When it comes to history, there's a lesson that should not be forgotten: What may be a historical artifact tomorrow is frequently just an unregarded piece of trash today. It's impossible for someone in the now to judge what futurefolk will find interesting or illuminating, but we can always give them a hand by keeping items of historical provenance in the living world and outside the aged photographs or garbage heaps for as long as possible.
Toronto, it seems, has consistently struggled against the prospect of learning that lesson. Vast swathes of its heritage architecture was destroyed during the middle of the decade, in what then was seen as "progress" but which I consider to be considerably less so - even Old City Hall was at one point in imminent danger of being demolished in favor of the Eaton Centre's towers of glass and steel. Today, as much as we might want to believe that things are otherwise, the situation hasn't changed.
Back in May 2009, I launched my HisT.O.ry series with a look at Otter Loop, a former TTC bus transfer loop in North York that stood out because it still retained its original station structure, believed to be one of the last - if not the last - in the city. For several years, the site of the loop's been tied up with the "Heart Park" initiative. I've been firmly of the opinion that the structure should have been integrated with the park, and failing that for it to be disassembled in the interest of a future transit museum.

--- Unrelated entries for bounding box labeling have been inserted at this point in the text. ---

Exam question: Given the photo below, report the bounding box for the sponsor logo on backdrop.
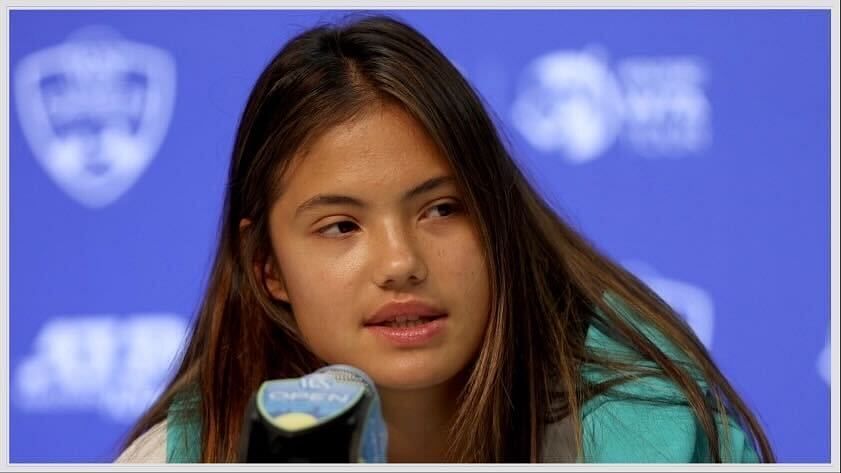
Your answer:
[12,313,187,422]
[14,27,175,208]
[511,47,711,163]
[816,331,831,386]
[622,260,715,349]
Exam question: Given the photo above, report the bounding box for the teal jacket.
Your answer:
[162,298,759,463]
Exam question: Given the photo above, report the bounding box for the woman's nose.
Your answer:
[372,220,427,289]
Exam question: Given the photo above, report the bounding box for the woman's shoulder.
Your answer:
[115,420,167,463]
[581,299,758,463]
[581,388,759,463]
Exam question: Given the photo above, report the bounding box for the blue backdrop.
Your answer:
[9,10,830,462]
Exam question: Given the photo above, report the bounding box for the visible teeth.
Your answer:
[388,318,426,328]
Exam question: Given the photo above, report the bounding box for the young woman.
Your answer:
[118,13,774,462]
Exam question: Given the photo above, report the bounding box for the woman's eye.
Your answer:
[318,220,359,236]
[427,202,458,217]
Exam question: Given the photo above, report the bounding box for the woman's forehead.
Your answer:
[281,106,453,202]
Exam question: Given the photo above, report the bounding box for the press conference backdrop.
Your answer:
[9,10,830,462]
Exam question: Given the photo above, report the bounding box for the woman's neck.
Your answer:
[378,378,458,463]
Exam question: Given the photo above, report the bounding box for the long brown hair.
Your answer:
[120,16,774,462]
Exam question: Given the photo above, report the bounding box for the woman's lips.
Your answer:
[365,314,447,348]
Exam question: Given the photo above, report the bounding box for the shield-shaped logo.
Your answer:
[511,47,624,164]
[14,27,175,208]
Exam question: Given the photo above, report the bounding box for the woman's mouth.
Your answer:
[365,314,447,348]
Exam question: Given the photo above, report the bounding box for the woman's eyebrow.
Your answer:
[295,176,455,217]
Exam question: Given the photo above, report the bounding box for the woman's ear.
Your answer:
[239,218,289,303]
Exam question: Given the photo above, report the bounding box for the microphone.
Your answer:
[239,365,388,463]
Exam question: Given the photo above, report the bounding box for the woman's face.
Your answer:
[264,101,490,389]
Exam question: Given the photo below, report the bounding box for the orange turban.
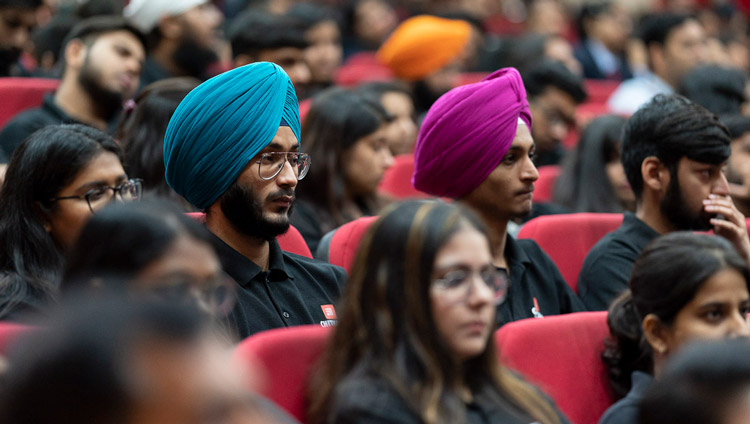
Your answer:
[377,15,471,81]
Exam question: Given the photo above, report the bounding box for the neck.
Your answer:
[206,205,271,271]
[54,73,107,131]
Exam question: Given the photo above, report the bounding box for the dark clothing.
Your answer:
[0,93,81,158]
[213,236,346,339]
[497,236,585,325]
[578,212,659,311]
[599,371,654,424]
[327,375,548,424]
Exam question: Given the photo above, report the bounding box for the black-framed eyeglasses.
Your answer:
[49,178,143,213]
[432,267,508,305]
[256,152,310,181]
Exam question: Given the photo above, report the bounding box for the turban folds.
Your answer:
[377,15,471,81]
[164,62,300,209]
[411,68,531,199]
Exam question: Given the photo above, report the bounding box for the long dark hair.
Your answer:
[0,124,120,317]
[553,115,626,213]
[602,232,750,396]
[310,201,558,423]
[298,88,391,233]
[117,77,200,207]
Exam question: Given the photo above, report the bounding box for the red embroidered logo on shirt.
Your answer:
[320,305,336,319]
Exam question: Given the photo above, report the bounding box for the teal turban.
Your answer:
[164,62,300,209]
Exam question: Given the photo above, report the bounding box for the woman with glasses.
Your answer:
[61,201,234,317]
[291,84,393,254]
[0,124,141,320]
[309,201,564,424]
[599,232,750,424]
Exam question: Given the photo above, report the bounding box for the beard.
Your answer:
[172,33,219,80]
[659,175,713,231]
[220,181,294,241]
[78,54,124,121]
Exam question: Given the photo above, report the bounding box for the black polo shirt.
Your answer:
[213,236,346,339]
[497,235,585,325]
[578,212,659,311]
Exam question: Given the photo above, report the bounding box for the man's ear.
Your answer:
[641,314,670,355]
[641,156,671,193]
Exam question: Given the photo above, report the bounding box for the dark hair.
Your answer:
[63,15,146,50]
[298,88,391,233]
[229,9,307,57]
[523,59,586,103]
[621,94,731,199]
[721,115,750,140]
[0,297,210,424]
[602,231,750,396]
[0,124,120,317]
[638,339,750,424]
[679,65,748,115]
[310,201,558,423]
[637,12,698,48]
[118,77,200,209]
[553,115,626,213]
[61,201,211,291]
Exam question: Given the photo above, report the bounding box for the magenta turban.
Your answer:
[411,68,531,199]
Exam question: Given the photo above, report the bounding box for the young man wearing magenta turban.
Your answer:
[412,68,584,325]
[164,62,346,338]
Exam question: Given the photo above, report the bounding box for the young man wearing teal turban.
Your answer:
[412,68,583,325]
[164,62,346,338]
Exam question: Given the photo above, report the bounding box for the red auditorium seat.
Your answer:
[495,312,614,424]
[0,78,60,128]
[533,165,561,202]
[518,213,623,293]
[328,216,378,274]
[186,212,312,258]
[378,153,431,200]
[234,325,331,422]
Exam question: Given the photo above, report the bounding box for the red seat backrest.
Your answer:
[0,77,60,128]
[518,213,623,293]
[533,165,561,202]
[378,153,432,200]
[234,325,331,422]
[185,212,312,258]
[495,312,614,424]
[328,216,378,274]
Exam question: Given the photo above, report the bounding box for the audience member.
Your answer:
[287,3,343,94]
[123,0,224,87]
[0,124,141,320]
[638,340,750,424]
[0,296,294,424]
[357,81,418,156]
[229,9,312,98]
[412,68,583,323]
[578,95,750,310]
[0,0,42,77]
[575,0,633,81]
[291,88,393,252]
[599,232,750,424]
[607,12,707,115]
[0,16,144,157]
[552,115,635,213]
[679,65,750,116]
[309,201,564,423]
[117,77,200,210]
[377,15,471,116]
[61,202,234,317]
[523,60,586,166]
[164,62,345,338]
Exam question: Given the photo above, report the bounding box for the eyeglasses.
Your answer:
[432,268,508,305]
[49,178,143,213]
[256,152,310,181]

But then, my opinion doesn't matter. As part of its conversion into green space, the Otter Loop shelter was recently demolished. I found out only today, when the bus went past and there was only flat ground. Councillor Karen Stintz, who seems to be one of the prime supporters of the park in City Hall, puts it down to the city's preservation panel failing to officially desginate the shelter as a heritage structure. Personally, I'd really like to know why that particular action wasn't taken.
Sure, it's easy to see this as irrelevant. It was just a bus shelter that only a handful of folk even knew about, let alone cared about. In my post on it, I wrote that it was "ordinary history" - and I think that's at the core of it. This was something mundane, something quotidian, that nonetheless speaks about the nature of the people that built it. In the end, it's never a good idea to just pave over the past in our headlong rush toward the future, or else we may not like what we find once we get there.